Breaking News
light_mode
Trending Tags
Beranda » Headline » Dalam 4 Bulan, 9 Warga Tenggelam di Sungai di Toraja

Dalam 4 Bulan, 9 Warga Tenggelam di Sungai di Toraja

  • account_circle Admin Kareba
  • calendar_month Kam, 1 Jun 2023
  • comment 0 komentar

KAREBA-TORAJA.COM, MAKALE — Intan, warga Siguntu, Makale Utara yang merupakan siswa SMA Negeri 1 Tana Toraja ditemukan dalam kondisi tidak bernyawa di objek wisata air terjun Sarambu Ratte, Lembang Balla, Kecamatan Bittuang, Tana Toraja, Kamis, 1 Juni 2023.

Dalam catatan KAREBA TORAJA, remaja putri yang pergi ke Sarambu Ratte dalam rangka berwisata ini, merupakan korban kesembilan yang meregang nyawa di sungai di Toraja dalam kurun waktu empat bulan (Maret-Juni) di tahun 2023.

April 2023 merupakan bulan dimana banyak sekali warga yang tenggelam dan ditemukan sudah menjadi mayat. Ada empat kasus penemuan mayat yang menjadi korban tenggelam di sungai.

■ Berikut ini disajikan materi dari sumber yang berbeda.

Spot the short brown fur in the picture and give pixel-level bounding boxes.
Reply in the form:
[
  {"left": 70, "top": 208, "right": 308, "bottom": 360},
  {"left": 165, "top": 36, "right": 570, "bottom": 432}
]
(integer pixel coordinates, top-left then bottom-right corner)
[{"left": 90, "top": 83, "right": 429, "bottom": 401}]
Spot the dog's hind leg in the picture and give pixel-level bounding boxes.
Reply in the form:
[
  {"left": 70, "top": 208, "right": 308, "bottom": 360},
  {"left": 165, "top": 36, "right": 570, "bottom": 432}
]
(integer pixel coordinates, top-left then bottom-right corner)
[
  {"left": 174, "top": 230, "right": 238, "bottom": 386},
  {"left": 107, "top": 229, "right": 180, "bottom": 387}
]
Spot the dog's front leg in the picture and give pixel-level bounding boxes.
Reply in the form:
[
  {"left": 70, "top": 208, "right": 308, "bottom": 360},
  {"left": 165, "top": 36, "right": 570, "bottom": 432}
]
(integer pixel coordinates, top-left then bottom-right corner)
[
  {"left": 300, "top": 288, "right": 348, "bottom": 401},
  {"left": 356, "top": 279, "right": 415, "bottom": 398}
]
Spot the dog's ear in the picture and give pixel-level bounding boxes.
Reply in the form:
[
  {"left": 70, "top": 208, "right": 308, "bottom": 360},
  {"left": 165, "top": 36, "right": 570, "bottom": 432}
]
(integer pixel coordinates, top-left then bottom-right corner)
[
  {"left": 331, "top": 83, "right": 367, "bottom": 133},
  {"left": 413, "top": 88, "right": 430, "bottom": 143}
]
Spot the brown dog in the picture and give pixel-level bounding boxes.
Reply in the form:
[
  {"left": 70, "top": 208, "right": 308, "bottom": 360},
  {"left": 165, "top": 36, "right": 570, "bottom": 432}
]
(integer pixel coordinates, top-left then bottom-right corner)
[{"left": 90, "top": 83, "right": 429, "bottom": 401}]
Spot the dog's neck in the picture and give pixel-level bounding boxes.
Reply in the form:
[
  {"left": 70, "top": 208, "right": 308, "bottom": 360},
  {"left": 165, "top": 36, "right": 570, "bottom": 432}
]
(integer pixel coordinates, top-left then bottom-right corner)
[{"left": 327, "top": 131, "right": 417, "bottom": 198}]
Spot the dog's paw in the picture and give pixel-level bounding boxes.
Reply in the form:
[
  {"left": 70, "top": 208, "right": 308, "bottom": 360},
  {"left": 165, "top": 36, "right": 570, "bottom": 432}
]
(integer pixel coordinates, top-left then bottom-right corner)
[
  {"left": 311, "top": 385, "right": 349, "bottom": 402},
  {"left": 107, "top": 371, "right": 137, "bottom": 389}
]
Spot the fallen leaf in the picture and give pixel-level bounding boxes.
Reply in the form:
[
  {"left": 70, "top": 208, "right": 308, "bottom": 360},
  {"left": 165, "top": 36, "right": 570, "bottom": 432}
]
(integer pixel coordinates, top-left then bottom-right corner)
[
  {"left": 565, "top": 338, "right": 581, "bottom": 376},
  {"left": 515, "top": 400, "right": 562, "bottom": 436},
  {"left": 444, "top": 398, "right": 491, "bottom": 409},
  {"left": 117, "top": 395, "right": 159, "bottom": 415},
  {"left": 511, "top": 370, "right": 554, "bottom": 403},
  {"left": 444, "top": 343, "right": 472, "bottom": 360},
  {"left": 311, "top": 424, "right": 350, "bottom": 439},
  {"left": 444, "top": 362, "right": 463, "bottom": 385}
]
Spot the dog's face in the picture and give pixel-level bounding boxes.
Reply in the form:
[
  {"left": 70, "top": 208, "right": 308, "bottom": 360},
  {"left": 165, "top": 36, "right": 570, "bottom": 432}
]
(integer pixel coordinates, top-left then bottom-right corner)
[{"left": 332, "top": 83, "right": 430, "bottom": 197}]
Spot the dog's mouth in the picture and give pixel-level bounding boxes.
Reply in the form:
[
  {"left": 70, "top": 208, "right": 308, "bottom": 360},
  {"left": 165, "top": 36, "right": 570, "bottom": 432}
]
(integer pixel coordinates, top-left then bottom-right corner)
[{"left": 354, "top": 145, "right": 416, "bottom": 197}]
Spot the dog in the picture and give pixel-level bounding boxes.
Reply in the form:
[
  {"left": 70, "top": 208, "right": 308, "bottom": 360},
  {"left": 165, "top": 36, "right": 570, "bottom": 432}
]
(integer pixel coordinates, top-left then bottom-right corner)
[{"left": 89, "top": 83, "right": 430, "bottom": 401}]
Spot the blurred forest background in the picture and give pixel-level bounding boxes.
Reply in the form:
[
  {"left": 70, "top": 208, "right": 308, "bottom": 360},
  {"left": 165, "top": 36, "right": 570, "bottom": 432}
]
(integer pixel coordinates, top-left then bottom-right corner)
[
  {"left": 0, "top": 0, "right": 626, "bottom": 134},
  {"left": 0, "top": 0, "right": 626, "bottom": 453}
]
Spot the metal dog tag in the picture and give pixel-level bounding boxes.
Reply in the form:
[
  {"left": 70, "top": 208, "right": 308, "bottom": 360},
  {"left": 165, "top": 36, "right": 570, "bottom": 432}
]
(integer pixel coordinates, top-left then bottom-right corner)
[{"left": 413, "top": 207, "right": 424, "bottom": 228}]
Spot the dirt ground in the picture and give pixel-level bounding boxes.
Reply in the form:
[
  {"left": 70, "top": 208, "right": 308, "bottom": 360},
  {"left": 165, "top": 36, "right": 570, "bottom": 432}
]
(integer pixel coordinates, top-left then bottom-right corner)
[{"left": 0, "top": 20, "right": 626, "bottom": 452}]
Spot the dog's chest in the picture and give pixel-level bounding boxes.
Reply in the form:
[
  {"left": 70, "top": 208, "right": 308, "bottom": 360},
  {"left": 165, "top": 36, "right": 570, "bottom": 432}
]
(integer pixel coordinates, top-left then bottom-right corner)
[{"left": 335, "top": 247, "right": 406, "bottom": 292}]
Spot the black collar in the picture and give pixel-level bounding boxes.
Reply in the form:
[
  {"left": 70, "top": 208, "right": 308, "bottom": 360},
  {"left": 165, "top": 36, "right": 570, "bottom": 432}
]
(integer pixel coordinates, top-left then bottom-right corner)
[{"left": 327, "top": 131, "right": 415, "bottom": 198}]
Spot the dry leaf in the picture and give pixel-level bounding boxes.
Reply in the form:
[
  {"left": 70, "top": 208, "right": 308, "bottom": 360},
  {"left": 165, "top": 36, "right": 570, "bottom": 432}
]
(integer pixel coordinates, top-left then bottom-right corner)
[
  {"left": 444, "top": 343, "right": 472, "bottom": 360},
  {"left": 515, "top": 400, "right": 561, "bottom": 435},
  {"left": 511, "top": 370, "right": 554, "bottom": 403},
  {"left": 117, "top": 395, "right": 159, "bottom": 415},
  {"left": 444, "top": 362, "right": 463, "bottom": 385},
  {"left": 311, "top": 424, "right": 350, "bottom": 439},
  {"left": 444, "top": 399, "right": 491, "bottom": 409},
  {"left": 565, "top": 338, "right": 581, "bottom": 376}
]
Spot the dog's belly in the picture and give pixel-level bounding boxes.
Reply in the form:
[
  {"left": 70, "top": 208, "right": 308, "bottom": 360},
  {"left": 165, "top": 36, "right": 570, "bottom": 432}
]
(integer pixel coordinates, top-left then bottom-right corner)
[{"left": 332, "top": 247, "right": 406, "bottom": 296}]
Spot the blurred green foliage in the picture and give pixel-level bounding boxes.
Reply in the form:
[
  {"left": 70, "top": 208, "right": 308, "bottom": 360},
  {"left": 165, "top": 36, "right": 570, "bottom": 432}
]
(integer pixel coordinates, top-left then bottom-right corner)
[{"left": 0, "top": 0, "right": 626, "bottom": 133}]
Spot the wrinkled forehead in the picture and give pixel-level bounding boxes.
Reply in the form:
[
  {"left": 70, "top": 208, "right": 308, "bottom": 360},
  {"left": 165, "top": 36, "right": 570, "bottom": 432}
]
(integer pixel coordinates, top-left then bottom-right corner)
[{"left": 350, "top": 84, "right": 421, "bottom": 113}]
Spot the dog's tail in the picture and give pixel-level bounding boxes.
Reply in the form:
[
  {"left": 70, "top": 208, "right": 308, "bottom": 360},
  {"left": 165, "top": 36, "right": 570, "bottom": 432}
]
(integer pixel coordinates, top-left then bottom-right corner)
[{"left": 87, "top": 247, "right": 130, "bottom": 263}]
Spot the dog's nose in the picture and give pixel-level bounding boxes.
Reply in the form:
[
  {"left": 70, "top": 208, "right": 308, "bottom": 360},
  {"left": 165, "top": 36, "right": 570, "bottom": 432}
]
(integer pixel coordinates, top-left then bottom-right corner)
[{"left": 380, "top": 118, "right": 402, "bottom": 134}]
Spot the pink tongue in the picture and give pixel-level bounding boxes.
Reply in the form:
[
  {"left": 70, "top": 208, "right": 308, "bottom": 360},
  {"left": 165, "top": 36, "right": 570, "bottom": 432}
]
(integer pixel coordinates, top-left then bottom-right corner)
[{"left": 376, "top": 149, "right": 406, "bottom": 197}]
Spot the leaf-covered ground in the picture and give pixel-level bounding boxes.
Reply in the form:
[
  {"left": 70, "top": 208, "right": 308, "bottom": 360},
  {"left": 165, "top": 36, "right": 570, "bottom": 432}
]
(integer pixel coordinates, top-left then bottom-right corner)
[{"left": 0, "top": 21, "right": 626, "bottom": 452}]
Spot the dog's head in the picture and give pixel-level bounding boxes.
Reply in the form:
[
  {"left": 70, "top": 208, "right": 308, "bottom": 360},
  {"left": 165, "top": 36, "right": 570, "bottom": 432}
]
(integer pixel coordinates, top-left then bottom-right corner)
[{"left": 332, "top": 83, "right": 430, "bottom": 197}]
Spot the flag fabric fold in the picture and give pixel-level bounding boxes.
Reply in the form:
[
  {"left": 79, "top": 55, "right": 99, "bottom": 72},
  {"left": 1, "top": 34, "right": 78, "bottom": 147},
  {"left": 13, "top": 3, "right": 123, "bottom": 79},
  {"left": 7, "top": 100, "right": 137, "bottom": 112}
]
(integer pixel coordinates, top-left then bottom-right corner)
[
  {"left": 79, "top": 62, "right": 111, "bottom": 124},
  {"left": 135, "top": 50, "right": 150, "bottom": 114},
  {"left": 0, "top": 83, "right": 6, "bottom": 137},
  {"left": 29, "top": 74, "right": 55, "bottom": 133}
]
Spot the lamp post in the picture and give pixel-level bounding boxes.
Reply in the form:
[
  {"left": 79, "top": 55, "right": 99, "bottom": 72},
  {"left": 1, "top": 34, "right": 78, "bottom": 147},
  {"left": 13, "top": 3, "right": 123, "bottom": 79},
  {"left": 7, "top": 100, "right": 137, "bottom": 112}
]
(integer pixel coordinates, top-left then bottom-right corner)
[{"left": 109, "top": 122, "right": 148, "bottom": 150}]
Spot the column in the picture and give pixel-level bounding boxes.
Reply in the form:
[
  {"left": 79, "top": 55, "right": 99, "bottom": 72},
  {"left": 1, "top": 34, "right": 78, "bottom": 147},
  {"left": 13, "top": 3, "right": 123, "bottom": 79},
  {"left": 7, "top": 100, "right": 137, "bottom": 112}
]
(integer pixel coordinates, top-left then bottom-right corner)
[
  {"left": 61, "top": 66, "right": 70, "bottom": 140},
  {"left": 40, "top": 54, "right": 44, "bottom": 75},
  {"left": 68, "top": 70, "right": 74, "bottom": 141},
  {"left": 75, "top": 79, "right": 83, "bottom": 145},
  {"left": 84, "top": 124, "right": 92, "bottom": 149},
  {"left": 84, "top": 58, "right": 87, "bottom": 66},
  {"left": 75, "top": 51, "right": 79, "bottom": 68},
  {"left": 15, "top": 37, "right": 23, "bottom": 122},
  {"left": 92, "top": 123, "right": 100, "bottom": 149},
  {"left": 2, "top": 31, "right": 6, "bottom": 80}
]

Kasus warga tenggelam di sungai di Toraja diawali tanggal 30 Maret 2023. Seorang remaja berusia 16 tahun bernama Stoner Sammen, warga Sa’dan Malimbong, Kecamatan Sa’dan, Toraja Utara disebut melompat ke sungai Sa’dan di Kakondongan, Kecamatan Tallunglipu. Tim SAR sudah melakukan pencarian selama satu minggu, namun hingga kini jenazah Stoner belum ditemukan.

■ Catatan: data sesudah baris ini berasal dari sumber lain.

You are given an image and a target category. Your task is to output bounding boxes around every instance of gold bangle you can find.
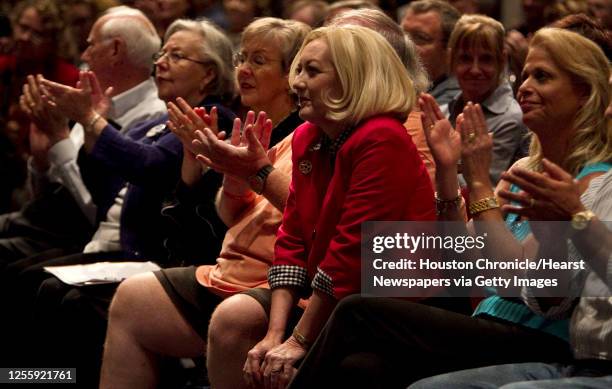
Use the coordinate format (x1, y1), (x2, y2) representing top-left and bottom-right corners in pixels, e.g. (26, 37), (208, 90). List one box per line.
(84, 112), (102, 132)
(292, 327), (312, 350)
(470, 196), (499, 216)
(434, 189), (463, 215)
(222, 189), (253, 200)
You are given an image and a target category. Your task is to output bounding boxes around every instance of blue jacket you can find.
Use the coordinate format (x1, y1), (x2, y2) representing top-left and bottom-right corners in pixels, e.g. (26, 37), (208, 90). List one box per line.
(78, 115), (183, 259)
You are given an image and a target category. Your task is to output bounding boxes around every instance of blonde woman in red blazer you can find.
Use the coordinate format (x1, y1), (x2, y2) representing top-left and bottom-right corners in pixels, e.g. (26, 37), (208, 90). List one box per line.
(208, 26), (435, 388)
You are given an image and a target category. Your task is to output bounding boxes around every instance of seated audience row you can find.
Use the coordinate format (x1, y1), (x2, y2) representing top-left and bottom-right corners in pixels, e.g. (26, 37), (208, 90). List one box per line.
(0, 0), (612, 388)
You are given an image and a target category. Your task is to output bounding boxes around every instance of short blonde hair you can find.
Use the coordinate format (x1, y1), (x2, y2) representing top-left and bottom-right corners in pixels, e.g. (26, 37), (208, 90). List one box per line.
(328, 8), (430, 93)
(448, 15), (506, 81)
(289, 25), (416, 125)
(241, 17), (311, 73)
(528, 28), (612, 175)
(164, 18), (236, 100)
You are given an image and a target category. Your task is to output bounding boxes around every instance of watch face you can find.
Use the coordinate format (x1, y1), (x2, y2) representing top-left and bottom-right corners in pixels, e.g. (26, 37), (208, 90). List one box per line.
(571, 212), (594, 230)
(249, 175), (264, 194)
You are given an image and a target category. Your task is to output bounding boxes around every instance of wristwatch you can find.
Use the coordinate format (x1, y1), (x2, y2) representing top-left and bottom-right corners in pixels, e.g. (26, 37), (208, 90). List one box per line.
(571, 210), (595, 231)
(247, 164), (274, 194)
(469, 196), (499, 216)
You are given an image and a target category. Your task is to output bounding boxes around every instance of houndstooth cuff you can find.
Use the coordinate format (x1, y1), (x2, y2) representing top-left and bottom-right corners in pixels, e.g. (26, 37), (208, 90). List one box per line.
(268, 265), (308, 289)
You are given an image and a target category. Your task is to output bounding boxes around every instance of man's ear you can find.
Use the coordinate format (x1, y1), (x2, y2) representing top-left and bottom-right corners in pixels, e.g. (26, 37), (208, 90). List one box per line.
(109, 38), (127, 62)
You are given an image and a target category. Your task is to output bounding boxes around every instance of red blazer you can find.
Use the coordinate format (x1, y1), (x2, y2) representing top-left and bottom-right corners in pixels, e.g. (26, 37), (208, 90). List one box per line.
(268, 115), (436, 299)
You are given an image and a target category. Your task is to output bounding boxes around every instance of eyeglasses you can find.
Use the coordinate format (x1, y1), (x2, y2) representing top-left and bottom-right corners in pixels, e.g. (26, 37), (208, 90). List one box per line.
(234, 51), (283, 69)
(153, 50), (210, 65)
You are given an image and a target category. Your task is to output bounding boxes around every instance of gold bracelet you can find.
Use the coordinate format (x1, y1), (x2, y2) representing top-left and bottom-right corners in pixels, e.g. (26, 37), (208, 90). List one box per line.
(434, 189), (463, 215)
(292, 327), (312, 350)
(470, 196), (499, 216)
(84, 112), (102, 132)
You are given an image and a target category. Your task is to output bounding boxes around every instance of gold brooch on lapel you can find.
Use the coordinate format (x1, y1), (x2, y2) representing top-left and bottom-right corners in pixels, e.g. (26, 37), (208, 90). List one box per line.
(308, 142), (321, 151)
(298, 159), (312, 174)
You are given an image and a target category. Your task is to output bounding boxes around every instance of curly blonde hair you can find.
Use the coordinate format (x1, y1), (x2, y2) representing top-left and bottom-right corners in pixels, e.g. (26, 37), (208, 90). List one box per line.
(527, 28), (612, 175)
(289, 25), (416, 125)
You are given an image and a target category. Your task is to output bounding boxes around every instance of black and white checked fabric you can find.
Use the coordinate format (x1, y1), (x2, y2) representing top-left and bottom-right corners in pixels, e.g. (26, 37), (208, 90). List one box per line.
(268, 265), (308, 289)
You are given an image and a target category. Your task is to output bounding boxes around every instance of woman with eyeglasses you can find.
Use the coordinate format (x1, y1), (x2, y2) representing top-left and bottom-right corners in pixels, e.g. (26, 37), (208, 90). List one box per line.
(93, 18), (310, 388)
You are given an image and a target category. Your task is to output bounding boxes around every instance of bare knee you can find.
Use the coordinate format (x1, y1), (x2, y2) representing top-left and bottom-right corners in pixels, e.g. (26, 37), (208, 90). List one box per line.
(208, 294), (268, 344)
(109, 273), (158, 325)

Kemudian, peristiwa orang tenggelam kembali terjadi pada Jumat, 24 Maret 2023. Seorang warga Kelurahan Bebo, Kecamatan Sangalla’ Utara, Tana Toraja, bernama Nober (31 tahun), terseret arus dan ditemukan meninggal dunia di Sungai Bebo.

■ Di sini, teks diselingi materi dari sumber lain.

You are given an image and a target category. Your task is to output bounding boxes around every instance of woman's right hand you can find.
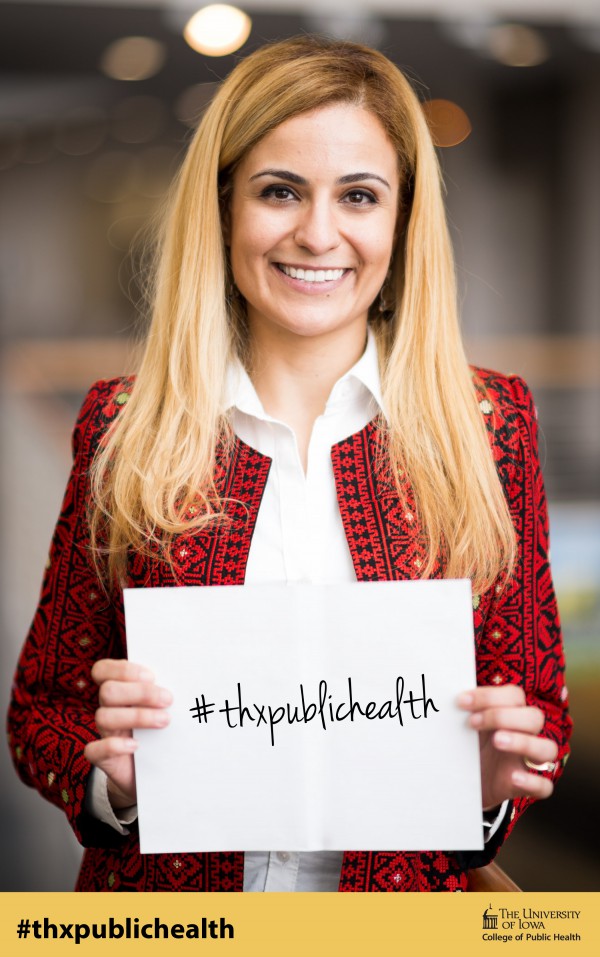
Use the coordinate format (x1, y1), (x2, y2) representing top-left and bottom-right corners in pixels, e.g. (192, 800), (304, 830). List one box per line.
(84, 658), (173, 809)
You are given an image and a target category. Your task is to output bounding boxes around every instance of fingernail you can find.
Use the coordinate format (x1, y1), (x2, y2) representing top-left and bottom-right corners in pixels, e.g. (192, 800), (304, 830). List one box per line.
(494, 731), (512, 748)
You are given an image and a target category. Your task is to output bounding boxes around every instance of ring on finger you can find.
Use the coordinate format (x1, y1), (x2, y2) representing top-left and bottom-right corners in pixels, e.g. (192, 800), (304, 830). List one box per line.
(523, 758), (556, 771)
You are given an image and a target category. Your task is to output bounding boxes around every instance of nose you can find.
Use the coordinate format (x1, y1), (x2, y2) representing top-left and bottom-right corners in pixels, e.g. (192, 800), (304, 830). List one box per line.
(294, 200), (340, 256)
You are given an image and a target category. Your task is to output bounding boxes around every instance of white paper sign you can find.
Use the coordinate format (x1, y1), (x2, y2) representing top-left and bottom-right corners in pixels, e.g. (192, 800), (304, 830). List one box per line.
(125, 581), (482, 853)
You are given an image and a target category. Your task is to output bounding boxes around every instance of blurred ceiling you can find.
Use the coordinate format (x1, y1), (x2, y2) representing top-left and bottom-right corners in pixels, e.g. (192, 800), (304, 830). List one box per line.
(0, 0), (600, 125)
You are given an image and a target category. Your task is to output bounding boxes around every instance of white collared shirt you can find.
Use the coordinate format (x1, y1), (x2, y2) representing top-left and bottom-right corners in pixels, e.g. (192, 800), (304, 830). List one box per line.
(87, 330), (508, 891)
(227, 333), (382, 891)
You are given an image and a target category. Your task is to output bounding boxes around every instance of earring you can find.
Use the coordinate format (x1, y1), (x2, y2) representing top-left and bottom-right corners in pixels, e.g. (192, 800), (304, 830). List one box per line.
(377, 266), (395, 322)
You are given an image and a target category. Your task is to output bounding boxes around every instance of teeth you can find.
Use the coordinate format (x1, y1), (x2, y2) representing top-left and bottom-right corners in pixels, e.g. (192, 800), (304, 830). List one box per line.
(278, 263), (345, 282)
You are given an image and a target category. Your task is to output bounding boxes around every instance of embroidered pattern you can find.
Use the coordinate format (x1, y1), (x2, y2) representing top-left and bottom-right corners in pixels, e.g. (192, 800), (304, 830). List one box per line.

Menyusul tanggal 3 April 2023. Warga dan karyawan PLTA Malea menemukan sesosok mayat laki-laki tersangkut di pintu air PLTA Malea. Setelah diidentifikasi, mayat itu adalah Pariu, 73 tahun, warga Manggau, Makale Selatan, Tana Toraja.

Awalnya, saat informasi penemuan mayat ini masuk ke Posko SAR, tim menduga bahwa mayat itu adalah Stoner Samen, remaja berusia 16 tahun, warga Sadan Malimbong yang diduga lompat ke Sungai Sa’dan di daerah Kakondongan, Kecamatan Tallunglipu, pada Kamis, Kamis, 30 Maret 2023.

Peristiwa orang tenggelam kembali terjadi di Tokesan, Kecamatan Sangalla Selatan, pada 18 April 2023. Seorang remaja putri bernama Anggun Bandaso, 15 tahun, terseret arus Sungai Palau. Anggun kemudian ditemukan sudah tak bernyawa pada Kamis, 20 April 2023.

Pada tanggal 16 April 2023, sesosok mayat tanpa kepala dan kaki, serta tanpa identitas ditemukan di Tambolang, Lingkungan Buttu Kou, Kelurahan Rettebuttu, Kecamatan Bonggakaradeng, Kabupaten Tana Toraja.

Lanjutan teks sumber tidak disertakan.